Et donc, dans le roman criminel, on inventa le pistolet à bouchon pour remplacer le vrai, dont nos chers vieux gratte-papiers savaient seulement que ça faisait du bruit, que c'était dangereux et que ça créait du désordre, ce qui me rappelle deux clowns que j'ai vus au cirque quand j'étais enfant ; l'un d'eux pointe son arme sur l'autre : le 1er clown, en dénudant son torse : " Tire ! " le 2ème clown presse sur la détente, un drapeau jaillit du canon de son arme et sur lequel est inscrit le mot " Bang ! " »

Alors voilà, pour celles et ceux que cela intéresse encore, et en prenant bien garde de ne rien déflorer d'essentiel à l'intrigue, car c'est bien à peu près la seule chose qu'il y a, dans ce roman, une intrigue, j'ai encore à vous dire qu'il s'agit d'un tueur en série. (Bon déjà, rien que le coup du tueur en série, thème usé, archi-archi-usé, sachant qu'hormis le cancer, la guerre et certaines autres maladies, les tueurs en série sont très, très, très rares dans l'histoire des hommes. Même les villes mondiales qui affichent les plus forts taux d'homicide ne comptent que très exceptionnellement des tueurs en série… Enfin, bref, passons…)

Un tueur en série, donc, qui prend le soin au préalable d'envoyer des lettres à Hercule Poirot (bah oui, pour l'auteure, c'est tout de même plus commode pour en faire le pivot de son histoire) annonçant l'endroit et le moment du crime. En esprit bien ordonné, on commence bien sagement à la lettre A, puis B, etc. Vous voyez, c'est super crédible le coup de l'algorithme et c'était déjà le cas dans les Dix petits nègres (récemment rebaptisé Ils étaient dix) et qui m'avait autant agacée.

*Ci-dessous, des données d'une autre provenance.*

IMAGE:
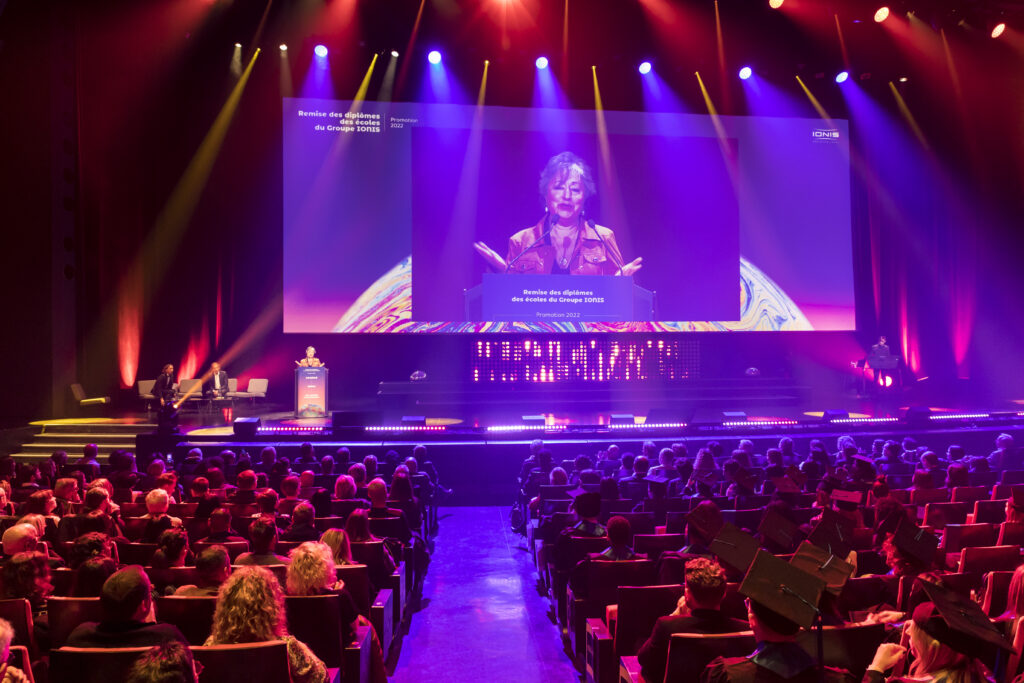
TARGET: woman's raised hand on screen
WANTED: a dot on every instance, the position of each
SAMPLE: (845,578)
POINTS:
(493,258)
(631,267)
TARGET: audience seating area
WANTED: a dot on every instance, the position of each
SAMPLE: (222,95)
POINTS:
(976,514)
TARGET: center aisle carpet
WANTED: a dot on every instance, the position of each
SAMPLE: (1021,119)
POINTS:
(484,620)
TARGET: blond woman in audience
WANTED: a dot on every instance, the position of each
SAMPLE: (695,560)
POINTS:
(251,608)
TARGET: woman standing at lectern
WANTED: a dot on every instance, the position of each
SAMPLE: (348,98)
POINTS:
(564,241)
(310,360)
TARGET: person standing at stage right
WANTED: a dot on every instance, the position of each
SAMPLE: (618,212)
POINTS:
(163,389)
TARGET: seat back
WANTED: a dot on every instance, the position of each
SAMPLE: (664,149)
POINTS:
(996,592)
(1011,534)
(652,545)
(957,537)
(356,580)
(993,558)
(690,652)
(990,512)
(94,665)
(258,387)
(969,494)
(233,548)
(67,613)
(18,612)
(315,620)
(937,515)
(193,615)
(605,577)
(639,608)
(247,663)
(849,647)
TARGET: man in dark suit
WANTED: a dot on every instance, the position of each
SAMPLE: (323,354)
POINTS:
(126,602)
(698,611)
(163,389)
(216,386)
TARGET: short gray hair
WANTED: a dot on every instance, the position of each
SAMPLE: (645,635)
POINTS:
(559,165)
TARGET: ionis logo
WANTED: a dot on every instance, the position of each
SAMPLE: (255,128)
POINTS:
(824,135)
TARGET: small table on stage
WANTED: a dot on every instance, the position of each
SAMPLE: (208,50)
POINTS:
(310,392)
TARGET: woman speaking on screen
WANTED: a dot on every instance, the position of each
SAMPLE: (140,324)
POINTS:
(564,241)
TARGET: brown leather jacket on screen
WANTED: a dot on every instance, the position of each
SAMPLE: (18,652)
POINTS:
(596,253)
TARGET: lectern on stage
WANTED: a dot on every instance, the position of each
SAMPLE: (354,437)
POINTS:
(558,299)
(310,392)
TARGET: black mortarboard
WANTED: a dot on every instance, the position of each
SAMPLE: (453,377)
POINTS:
(706,519)
(734,547)
(782,588)
(955,621)
(834,532)
(780,530)
(824,565)
(915,542)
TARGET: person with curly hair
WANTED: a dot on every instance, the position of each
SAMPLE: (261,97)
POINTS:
(251,608)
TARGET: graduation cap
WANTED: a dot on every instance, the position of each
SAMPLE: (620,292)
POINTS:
(783,588)
(780,530)
(706,519)
(734,547)
(847,500)
(915,542)
(834,534)
(824,565)
(957,622)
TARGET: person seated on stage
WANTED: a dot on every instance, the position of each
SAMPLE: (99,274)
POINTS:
(310,360)
(262,539)
(289,495)
(90,577)
(698,610)
(302,524)
(172,550)
(126,605)
(220,527)
(307,484)
(157,503)
(164,663)
(245,494)
(216,386)
(213,566)
(251,608)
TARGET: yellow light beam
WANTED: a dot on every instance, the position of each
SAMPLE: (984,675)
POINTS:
(908,117)
(814,101)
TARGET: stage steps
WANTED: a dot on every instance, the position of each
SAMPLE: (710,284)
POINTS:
(75,435)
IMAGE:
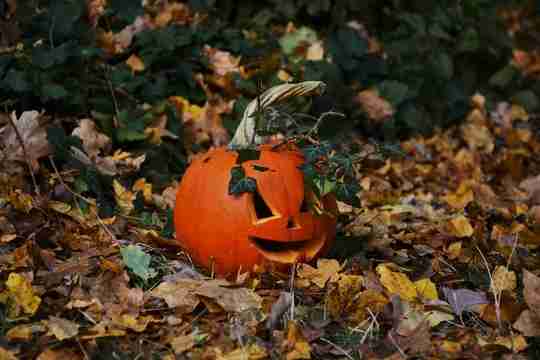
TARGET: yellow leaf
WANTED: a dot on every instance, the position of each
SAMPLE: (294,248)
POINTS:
(397,283)
(19,296)
(61,328)
(124,198)
(451,346)
(146,188)
(59,206)
(250,352)
(23,332)
(503,279)
(454,250)
(461,198)
(426,289)
(460,227)
(369,301)
(327,269)
(135,63)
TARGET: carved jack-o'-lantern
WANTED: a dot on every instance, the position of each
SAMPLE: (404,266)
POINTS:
(273,224)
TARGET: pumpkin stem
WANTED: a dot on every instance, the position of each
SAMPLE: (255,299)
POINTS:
(245,135)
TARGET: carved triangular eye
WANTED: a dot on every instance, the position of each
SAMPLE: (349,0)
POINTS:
(304,206)
(262,210)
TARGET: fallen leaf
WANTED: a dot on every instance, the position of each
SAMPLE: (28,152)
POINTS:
(461,197)
(61,328)
(296,345)
(221,62)
(60,354)
(183,343)
(460,227)
(94,142)
(19,296)
(528,323)
(327,269)
(124,198)
(34,138)
(463,299)
(135,63)
(24,332)
(173,12)
(375,106)
(531,290)
(397,283)
(280,307)
(230,299)
(503,279)
(426,289)
(249,352)
(178,294)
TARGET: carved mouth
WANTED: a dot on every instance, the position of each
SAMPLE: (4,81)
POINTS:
(288,252)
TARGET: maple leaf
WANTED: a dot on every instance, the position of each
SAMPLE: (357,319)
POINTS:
(19,296)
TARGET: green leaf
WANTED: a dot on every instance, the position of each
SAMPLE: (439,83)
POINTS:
(137,261)
(126,10)
(414,21)
(239,183)
(393,91)
(469,42)
(442,65)
(168,229)
(504,77)
(346,192)
(132,128)
(290,41)
(528,99)
(324,185)
(53,91)
(16,80)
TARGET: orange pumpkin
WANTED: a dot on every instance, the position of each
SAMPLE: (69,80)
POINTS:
(273,224)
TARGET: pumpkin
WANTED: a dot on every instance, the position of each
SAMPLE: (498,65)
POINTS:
(274,224)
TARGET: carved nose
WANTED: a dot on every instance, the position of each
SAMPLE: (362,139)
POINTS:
(291,224)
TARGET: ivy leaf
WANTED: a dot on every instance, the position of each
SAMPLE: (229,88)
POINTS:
(137,261)
(324,185)
(16,80)
(53,91)
(239,183)
(131,130)
(442,65)
(346,192)
(394,91)
(314,152)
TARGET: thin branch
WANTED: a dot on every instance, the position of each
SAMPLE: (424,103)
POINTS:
(338,348)
(86,200)
(26,157)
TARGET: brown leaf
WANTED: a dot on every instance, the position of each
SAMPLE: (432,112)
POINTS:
(95,9)
(33,135)
(94,142)
(230,299)
(135,63)
(59,354)
(327,269)
(178,294)
(19,296)
(531,290)
(528,323)
(61,328)
(221,62)
(376,107)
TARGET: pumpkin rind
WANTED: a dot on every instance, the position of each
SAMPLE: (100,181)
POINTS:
(226,232)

La subtilité — si subtilité il y a — consiste à faire un amalgame avec les horaires des trains qui, à l'époque en Angleterre s'appelaient A. B. C., d'où la signature de chaque forfait par un exemplaire de ces fameux horaires. Comme vous vous en doutez, Hercule Poirot s'ingénie donc, avec la puissance de raisonnement, la modestie et le petit doigt levé qui lui sont coutumiers à démasquer ce mystérieux assassin qui signe ses crimes d'un Z qui veut dire Zor… euh non, pardon, d'un A. B. C.

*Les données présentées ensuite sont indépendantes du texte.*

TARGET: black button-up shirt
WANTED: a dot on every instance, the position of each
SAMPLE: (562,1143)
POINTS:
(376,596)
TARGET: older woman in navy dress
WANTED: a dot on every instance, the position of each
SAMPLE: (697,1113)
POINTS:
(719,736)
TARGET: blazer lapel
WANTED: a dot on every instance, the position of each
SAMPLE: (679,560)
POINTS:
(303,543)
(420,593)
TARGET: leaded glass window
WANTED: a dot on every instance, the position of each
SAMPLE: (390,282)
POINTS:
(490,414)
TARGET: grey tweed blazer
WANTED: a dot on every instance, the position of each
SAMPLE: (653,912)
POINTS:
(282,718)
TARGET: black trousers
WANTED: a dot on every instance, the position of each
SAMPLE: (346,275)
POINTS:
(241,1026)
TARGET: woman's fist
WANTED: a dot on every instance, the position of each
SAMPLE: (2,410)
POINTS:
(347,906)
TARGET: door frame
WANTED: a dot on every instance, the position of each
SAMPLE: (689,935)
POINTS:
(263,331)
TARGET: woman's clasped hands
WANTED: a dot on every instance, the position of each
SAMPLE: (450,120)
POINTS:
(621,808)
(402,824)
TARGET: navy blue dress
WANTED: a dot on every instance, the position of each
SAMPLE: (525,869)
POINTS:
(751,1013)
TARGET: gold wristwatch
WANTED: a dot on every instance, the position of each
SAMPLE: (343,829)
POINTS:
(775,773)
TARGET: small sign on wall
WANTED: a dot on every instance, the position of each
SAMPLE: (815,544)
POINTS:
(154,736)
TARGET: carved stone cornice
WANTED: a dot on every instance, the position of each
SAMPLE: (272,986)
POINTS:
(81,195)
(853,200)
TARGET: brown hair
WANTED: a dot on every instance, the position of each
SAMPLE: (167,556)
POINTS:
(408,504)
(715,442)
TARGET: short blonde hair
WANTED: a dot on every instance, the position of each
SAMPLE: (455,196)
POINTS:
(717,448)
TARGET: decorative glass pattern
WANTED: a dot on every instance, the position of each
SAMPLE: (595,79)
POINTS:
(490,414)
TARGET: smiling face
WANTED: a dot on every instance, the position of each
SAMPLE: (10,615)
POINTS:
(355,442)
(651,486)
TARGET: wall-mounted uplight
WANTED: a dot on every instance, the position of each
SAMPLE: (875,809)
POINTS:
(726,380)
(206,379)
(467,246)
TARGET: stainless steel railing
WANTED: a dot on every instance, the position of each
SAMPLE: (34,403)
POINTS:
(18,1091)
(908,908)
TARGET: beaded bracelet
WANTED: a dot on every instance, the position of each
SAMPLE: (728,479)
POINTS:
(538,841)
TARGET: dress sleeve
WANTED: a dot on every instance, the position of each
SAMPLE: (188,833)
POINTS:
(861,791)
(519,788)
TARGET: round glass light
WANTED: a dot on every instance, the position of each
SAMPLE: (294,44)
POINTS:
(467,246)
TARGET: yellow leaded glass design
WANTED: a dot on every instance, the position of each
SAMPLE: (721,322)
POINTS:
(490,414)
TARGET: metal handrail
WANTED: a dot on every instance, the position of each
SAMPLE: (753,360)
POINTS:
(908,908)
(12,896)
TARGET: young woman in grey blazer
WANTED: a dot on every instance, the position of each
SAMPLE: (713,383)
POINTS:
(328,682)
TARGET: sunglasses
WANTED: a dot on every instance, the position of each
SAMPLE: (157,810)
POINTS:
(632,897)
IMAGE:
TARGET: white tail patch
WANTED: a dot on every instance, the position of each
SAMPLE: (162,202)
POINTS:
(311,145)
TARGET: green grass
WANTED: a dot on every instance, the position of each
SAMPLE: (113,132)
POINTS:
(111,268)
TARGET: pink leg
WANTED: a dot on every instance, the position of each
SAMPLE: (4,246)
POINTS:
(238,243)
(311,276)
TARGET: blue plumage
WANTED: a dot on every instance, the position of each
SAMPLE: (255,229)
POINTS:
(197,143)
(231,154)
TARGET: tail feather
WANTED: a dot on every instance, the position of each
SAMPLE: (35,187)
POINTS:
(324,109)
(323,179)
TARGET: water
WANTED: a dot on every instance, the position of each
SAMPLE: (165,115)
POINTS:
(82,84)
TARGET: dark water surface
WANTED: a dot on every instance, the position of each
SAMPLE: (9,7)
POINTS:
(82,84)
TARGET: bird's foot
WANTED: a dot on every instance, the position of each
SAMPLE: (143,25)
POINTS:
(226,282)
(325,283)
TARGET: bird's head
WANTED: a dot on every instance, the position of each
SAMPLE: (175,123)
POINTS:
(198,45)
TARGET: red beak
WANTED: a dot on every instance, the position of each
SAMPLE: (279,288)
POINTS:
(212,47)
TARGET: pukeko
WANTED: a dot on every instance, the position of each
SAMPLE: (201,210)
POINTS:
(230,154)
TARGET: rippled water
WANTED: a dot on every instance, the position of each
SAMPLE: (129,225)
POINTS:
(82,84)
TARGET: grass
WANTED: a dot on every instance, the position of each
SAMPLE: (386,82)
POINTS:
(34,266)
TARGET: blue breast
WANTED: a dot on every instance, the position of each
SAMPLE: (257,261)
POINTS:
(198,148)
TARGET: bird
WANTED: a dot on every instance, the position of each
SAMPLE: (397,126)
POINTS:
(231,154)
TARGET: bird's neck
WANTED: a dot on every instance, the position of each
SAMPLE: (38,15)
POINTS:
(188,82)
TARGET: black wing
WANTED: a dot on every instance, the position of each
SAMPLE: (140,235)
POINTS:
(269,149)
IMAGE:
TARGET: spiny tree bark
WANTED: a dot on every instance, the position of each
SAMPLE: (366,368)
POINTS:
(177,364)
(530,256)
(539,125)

Excusez-moi pour ce petit lapsus avec la lettre Z, peut-être est-ce à cause de ce que provoque en moi ce genre d'intrigue hautement artificiel : ZZZzzzzzzz. Mais, ceci dit, que cela ne vous dissuade nullement de vous plonger dans ce livre si l'exercice vous convient, car ceci n'est, tout bien considéré, que mon avis, c'est-à-dire, aujourd'hui comme toujours et à jamais, pas grand-chose.